To fulfil an old dream, one day I drove into the harbour of Saint-Tropez and moored between two Russian mega yachts. Even then, the price for a berth was around 80 euros per night - far beyond my means. I was well hidden between the Russian luxury yachts, moored to the railings and jumped ashore. With a mixture of nervousness and routine, I plugged in my power cable, filled up with water and enjoyed the luxurious warmth of a shower.
As I walked back to my boat smelling fragrant, the harbour master stood there gesticulating wildly and insulting me in French. I replied bluntly in German and made up a few new swear words. We finally agreed on English.
"What do you do ere?" he asked me. I stifled a corrective "H" and explained that I had enjoyed a warm shower. I also needed water and electricity for my mega yacht and pointed to my 27 feet.
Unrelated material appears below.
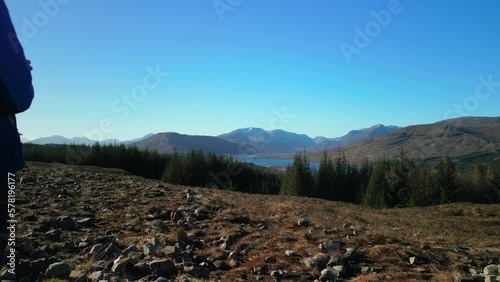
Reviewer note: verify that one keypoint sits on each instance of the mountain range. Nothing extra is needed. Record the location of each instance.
(58, 139)
(465, 139)
(250, 140)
"You ave to report to the Capitainerie! You can't park ere!" My confession that I simply had no money to pay the harbour fees caused the man's gestures and facial expressions to explode. "J'appelle la police!" he shouted. I let out a feather-light "Excusez-moi". I quickly pulled off the water hose, jumped on board, untied the lines and put the boat into forward gear. The harbour master shouted "Stop Stop", but I wasn't going to let a Louis de Funes lookalike stop me!
When my 15 hp gave full thrust, I knew: "Shit. The power cable." It ripped out of the shore connection box, and with a bang the entire harbour was suddenly without power.
The scene was surreal: a banging short circuit, a completely freaked-out harbour employee, Russians staring in disbelief, a few cheerful tourists and me - the biggest idiot who had ever sailed into the port of St. Tropez.
I drove out of this cursed harbour at full throttle, pulled my power cable on board and was very lucky that nobody came after me. With shaky hands, I finally steered the boat into calmer waters - and vowed to be more discreet in future and not to take the mickey out of any more English-speaking French people.